Thwarted in its ability to exploit UK holidaymakers, the horticulture industry might come out ahead with a workforce less likely to reveal the abuse and exploitation it subjects its workers to.

All of this is justified by the government and by the industry with the insistence that it can’t “incentivise” Australians to do this work.

“Australians don’t want to do this work,” Littleproud said yesterday. “Young people now want to … work in a pub or be a barista in their school holidays.”

While it’s a worry that Littleproud seems to think bars employ schoolkids, it’s unclear whether the incentives he means include being forced to raid supermarket dumpsters for food, as happened to one underpaid fruitpicker, or being bullied or sexually harassed — the kind of detail to be found in a report released just this week on the colossal extent of exploitation and wage theft in the industry. That report suggests 80% of workers experienced underpayment, with some on as little as $10 a day.

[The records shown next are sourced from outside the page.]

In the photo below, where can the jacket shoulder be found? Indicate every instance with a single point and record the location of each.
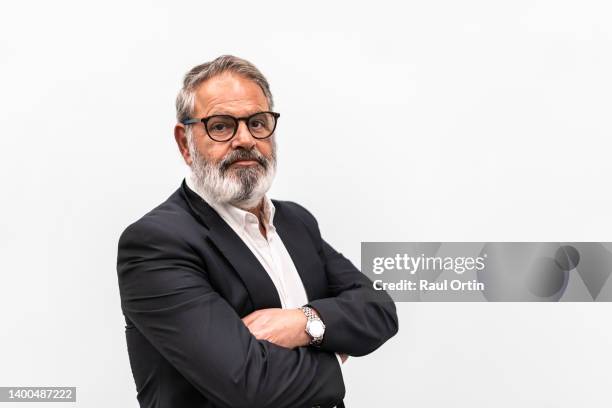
(169, 220)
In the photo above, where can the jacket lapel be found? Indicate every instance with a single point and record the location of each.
(260, 287)
(296, 240)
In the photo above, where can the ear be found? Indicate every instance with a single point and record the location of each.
(181, 141)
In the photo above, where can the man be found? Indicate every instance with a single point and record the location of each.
(232, 299)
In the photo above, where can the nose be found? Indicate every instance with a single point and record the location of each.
(243, 137)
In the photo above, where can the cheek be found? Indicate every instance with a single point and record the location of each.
(265, 147)
(213, 151)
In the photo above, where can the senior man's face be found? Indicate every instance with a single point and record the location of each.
(238, 171)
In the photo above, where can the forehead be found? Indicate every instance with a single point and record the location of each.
(229, 93)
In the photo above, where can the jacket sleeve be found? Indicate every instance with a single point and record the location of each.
(358, 319)
(165, 292)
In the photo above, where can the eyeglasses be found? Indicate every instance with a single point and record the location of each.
(222, 128)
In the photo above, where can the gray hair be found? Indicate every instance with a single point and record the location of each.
(185, 100)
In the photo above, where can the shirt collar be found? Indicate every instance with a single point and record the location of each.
(232, 214)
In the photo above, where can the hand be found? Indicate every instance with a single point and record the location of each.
(283, 327)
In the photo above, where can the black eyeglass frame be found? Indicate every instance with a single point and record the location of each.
(192, 121)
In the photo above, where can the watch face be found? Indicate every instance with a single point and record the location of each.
(316, 328)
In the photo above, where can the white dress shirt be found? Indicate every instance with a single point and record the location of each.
(269, 250)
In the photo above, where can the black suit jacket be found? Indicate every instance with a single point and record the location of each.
(186, 280)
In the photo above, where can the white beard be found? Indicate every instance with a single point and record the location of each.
(238, 186)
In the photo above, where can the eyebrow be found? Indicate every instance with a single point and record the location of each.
(213, 113)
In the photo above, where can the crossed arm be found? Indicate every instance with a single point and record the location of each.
(166, 293)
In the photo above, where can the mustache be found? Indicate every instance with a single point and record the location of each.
(242, 154)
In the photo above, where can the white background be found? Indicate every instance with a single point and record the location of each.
(412, 121)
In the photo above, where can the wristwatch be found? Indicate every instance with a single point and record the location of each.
(314, 326)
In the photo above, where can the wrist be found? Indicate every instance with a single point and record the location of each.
(315, 328)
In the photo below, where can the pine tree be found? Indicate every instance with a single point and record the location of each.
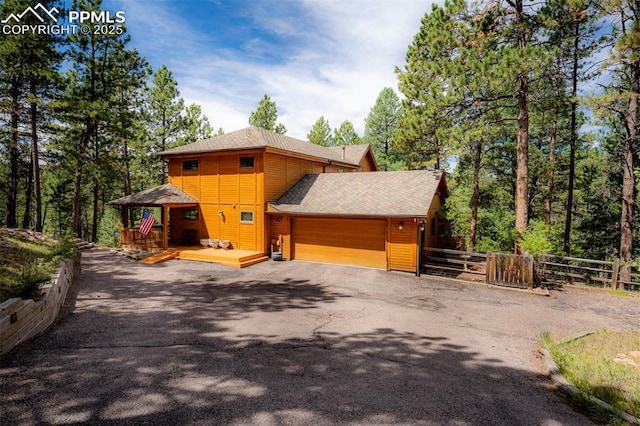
(346, 134)
(266, 116)
(380, 127)
(621, 98)
(164, 109)
(320, 133)
(196, 126)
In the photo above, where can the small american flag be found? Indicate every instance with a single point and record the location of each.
(146, 223)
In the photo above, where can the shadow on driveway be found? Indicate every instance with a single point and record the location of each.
(136, 348)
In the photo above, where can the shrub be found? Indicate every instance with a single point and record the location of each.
(28, 283)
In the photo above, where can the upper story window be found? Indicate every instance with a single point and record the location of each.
(190, 165)
(190, 214)
(246, 162)
(246, 216)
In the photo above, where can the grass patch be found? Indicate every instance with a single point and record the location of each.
(25, 264)
(604, 364)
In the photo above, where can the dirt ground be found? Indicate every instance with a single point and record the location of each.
(295, 343)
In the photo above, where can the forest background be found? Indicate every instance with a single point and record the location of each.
(530, 107)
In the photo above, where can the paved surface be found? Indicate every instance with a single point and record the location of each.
(294, 343)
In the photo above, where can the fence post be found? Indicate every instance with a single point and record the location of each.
(614, 273)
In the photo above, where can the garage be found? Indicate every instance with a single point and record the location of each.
(360, 242)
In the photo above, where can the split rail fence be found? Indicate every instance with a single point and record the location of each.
(517, 271)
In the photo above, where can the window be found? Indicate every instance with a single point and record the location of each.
(190, 166)
(190, 214)
(246, 217)
(246, 162)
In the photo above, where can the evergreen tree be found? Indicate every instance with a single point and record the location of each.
(621, 98)
(101, 65)
(320, 133)
(380, 127)
(196, 126)
(266, 116)
(164, 109)
(345, 134)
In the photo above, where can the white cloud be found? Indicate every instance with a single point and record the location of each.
(342, 54)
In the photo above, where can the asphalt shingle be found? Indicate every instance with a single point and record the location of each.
(157, 196)
(403, 193)
(255, 137)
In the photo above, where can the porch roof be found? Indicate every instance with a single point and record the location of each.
(163, 195)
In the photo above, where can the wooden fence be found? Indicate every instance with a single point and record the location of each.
(598, 273)
(470, 266)
(20, 320)
(523, 272)
(510, 270)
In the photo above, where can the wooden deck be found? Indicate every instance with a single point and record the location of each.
(233, 258)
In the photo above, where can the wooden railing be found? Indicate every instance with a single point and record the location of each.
(598, 273)
(21, 320)
(447, 262)
(511, 270)
(131, 238)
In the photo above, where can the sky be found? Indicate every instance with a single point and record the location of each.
(313, 58)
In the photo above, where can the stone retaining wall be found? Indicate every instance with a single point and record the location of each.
(21, 320)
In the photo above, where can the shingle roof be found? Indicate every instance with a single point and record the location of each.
(405, 193)
(352, 153)
(255, 137)
(157, 196)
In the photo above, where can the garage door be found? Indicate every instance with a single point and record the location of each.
(347, 241)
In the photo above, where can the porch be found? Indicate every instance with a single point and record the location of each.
(233, 258)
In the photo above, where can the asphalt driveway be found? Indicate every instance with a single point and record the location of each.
(294, 343)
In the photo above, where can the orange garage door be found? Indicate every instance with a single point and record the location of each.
(348, 241)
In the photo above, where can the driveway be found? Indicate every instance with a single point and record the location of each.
(294, 343)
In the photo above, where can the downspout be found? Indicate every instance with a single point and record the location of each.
(419, 246)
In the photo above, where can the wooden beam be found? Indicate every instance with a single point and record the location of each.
(165, 227)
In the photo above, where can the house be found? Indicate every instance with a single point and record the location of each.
(264, 192)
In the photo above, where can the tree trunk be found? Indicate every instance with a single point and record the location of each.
(26, 218)
(628, 181)
(573, 138)
(76, 220)
(35, 160)
(522, 173)
(14, 156)
(552, 167)
(81, 149)
(94, 222)
(476, 198)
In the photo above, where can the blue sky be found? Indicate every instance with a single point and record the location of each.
(315, 57)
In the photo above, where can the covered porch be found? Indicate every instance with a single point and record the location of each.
(164, 198)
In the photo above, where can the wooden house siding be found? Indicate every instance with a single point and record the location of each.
(431, 235)
(339, 240)
(280, 234)
(222, 186)
(281, 173)
(402, 244)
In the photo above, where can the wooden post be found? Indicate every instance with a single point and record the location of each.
(165, 227)
(614, 273)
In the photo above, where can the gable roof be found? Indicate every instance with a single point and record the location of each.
(352, 153)
(255, 137)
(404, 193)
(157, 196)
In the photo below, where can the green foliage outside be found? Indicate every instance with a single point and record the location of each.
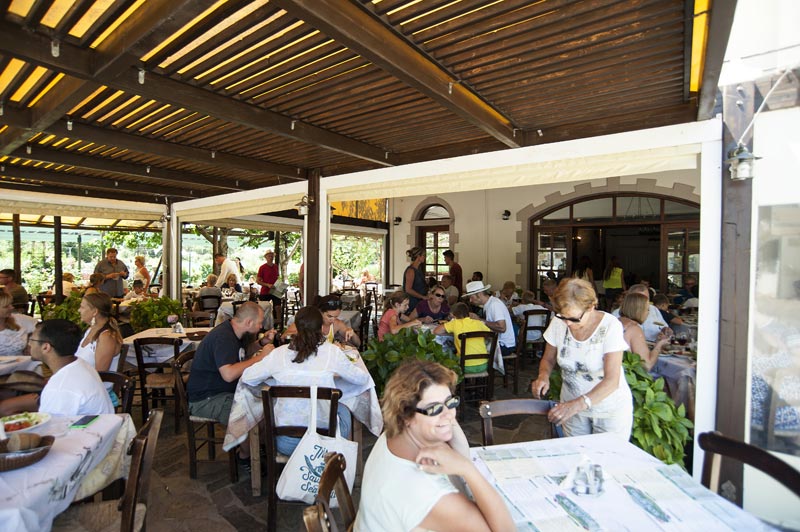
(67, 310)
(152, 313)
(659, 427)
(382, 358)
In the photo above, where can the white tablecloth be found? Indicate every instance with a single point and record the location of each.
(160, 354)
(81, 462)
(9, 365)
(640, 492)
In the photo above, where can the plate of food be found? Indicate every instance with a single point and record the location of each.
(25, 421)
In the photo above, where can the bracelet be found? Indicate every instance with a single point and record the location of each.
(587, 401)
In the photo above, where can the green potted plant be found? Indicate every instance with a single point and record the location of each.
(66, 310)
(383, 357)
(153, 313)
(659, 427)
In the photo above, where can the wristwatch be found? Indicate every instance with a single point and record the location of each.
(587, 401)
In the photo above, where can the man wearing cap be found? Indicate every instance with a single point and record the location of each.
(267, 276)
(497, 317)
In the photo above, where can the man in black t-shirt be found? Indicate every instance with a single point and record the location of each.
(220, 362)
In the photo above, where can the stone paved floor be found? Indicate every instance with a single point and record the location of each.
(212, 503)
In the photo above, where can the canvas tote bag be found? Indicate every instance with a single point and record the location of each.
(299, 480)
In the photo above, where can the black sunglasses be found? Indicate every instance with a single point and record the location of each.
(332, 304)
(573, 320)
(437, 408)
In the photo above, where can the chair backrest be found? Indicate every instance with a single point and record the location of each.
(332, 480)
(271, 393)
(716, 445)
(210, 302)
(123, 387)
(181, 365)
(534, 320)
(493, 409)
(201, 318)
(141, 365)
(363, 328)
(484, 356)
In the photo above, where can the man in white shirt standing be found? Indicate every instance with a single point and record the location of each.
(226, 267)
(75, 389)
(497, 317)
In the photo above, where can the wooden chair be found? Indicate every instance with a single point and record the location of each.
(129, 513)
(716, 446)
(532, 321)
(210, 303)
(363, 328)
(201, 318)
(154, 385)
(275, 460)
(494, 409)
(319, 517)
(123, 386)
(196, 424)
(480, 385)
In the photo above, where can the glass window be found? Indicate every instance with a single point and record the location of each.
(435, 212)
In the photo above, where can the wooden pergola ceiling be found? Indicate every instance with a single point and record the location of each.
(173, 99)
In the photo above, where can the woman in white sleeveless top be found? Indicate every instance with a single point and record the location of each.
(102, 341)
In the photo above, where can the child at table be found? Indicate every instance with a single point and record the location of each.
(461, 323)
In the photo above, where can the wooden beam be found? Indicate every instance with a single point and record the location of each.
(17, 43)
(69, 179)
(137, 143)
(352, 26)
(101, 164)
(719, 30)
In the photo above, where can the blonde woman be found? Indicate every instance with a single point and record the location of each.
(102, 341)
(141, 273)
(14, 328)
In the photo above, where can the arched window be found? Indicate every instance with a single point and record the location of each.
(433, 225)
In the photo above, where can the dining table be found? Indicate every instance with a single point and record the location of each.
(602, 482)
(10, 364)
(248, 411)
(159, 354)
(81, 462)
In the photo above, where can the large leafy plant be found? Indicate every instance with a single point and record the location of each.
(659, 427)
(152, 313)
(66, 310)
(383, 357)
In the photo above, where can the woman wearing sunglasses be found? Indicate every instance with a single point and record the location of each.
(587, 344)
(434, 308)
(333, 329)
(406, 484)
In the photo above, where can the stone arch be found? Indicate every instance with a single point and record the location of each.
(584, 190)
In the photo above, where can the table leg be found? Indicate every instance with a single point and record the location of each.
(357, 437)
(255, 461)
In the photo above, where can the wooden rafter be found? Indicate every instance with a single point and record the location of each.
(364, 34)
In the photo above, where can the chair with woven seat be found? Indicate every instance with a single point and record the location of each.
(129, 513)
(531, 334)
(275, 460)
(716, 446)
(319, 517)
(201, 318)
(123, 386)
(475, 387)
(490, 410)
(195, 425)
(154, 384)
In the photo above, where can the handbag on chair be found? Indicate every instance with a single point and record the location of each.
(299, 480)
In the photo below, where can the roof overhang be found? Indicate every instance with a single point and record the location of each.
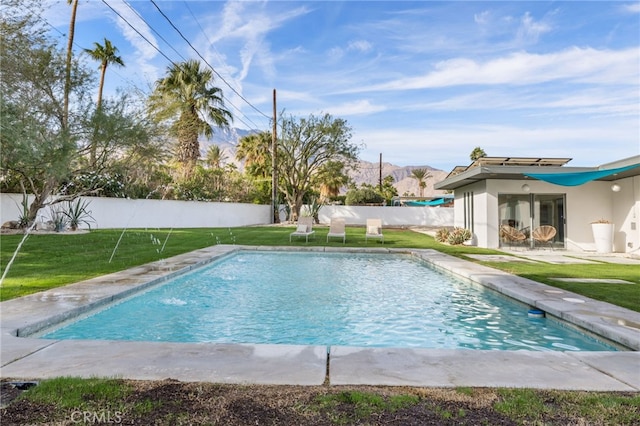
(478, 173)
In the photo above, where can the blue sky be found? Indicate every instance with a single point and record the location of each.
(421, 82)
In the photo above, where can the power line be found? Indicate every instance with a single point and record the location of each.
(139, 33)
(201, 57)
(253, 125)
(153, 29)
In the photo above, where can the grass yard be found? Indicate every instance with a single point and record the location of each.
(52, 260)
(67, 400)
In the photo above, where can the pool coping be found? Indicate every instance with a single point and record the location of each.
(32, 358)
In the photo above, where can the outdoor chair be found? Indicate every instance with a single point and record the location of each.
(336, 229)
(374, 230)
(512, 236)
(304, 228)
(544, 235)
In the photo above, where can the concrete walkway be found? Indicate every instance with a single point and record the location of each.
(27, 358)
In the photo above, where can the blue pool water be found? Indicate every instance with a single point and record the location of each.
(327, 299)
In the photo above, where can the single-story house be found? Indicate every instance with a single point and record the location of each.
(495, 194)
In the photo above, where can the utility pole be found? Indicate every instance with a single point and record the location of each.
(380, 177)
(274, 165)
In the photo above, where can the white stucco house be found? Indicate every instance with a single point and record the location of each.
(526, 193)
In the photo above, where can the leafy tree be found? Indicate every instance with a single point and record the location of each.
(255, 151)
(186, 96)
(305, 148)
(39, 134)
(477, 153)
(105, 54)
(332, 177)
(215, 157)
(366, 194)
(388, 191)
(421, 175)
(42, 147)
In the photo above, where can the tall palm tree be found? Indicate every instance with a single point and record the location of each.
(105, 55)
(215, 157)
(67, 78)
(186, 95)
(421, 175)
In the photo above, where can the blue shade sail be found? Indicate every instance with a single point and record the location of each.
(578, 178)
(434, 202)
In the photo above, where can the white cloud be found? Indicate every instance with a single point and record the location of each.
(530, 30)
(358, 107)
(360, 46)
(583, 65)
(482, 18)
(444, 148)
(631, 7)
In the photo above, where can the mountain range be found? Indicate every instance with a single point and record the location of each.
(366, 172)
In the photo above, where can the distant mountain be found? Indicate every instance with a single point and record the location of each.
(227, 140)
(370, 173)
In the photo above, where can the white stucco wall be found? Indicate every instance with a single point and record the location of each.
(124, 213)
(391, 216)
(584, 204)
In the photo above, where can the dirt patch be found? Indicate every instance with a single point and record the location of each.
(171, 402)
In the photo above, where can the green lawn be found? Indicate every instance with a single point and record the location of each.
(48, 261)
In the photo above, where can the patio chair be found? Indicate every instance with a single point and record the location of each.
(336, 229)
(512, 236)
(544, 235)
(374, 230)
(304, 228)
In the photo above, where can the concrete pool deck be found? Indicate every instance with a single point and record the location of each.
(28, 358)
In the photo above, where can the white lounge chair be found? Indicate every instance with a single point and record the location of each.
(304, 228)
(336, 229)
(374, 230)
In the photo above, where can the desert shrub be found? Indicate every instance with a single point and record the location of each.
(458, 236)
(442, 235)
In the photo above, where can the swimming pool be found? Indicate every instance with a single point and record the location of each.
(327, 299)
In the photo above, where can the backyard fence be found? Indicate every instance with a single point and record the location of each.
(118, 213)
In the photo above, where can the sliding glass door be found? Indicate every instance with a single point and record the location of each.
(528, 212)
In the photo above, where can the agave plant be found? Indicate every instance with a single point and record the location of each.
(78, 214)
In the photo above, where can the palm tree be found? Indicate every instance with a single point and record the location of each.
(186, 96)
(215, 157)
(67, 78)
(421, 175)
(105, 55)
(477, 153)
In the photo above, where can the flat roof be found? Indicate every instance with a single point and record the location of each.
(515, 168)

That’s after years of investigations and prosecutions by the Fair Work Ombudsman and umpteen pious pronouncements from industry bodies and the National Farmers Federation about addressing abuse and exploitation. Despite all the evidence of exploitation, much of the media continues to run the industry line about lazy Australians, and fruit going to waste because of labour shortages.

Littleproud was keen to claim yesterday that the new visa would be in place by the end of the year (that is, the industry could continue to exploit UK backpackers while accessing a new pool of exploitable labour). Indeed, a big problem, he insisted, was that the states were not going to let workers in immediately due to COVID restrictions.

But that means the industry will be able to avoid the simple solution that will address labour shortages — increasing wages to a point where they can attract workers. That’s the usual market solution when shortages occur. It’s also what the Reserve Bank has been calling for for years now.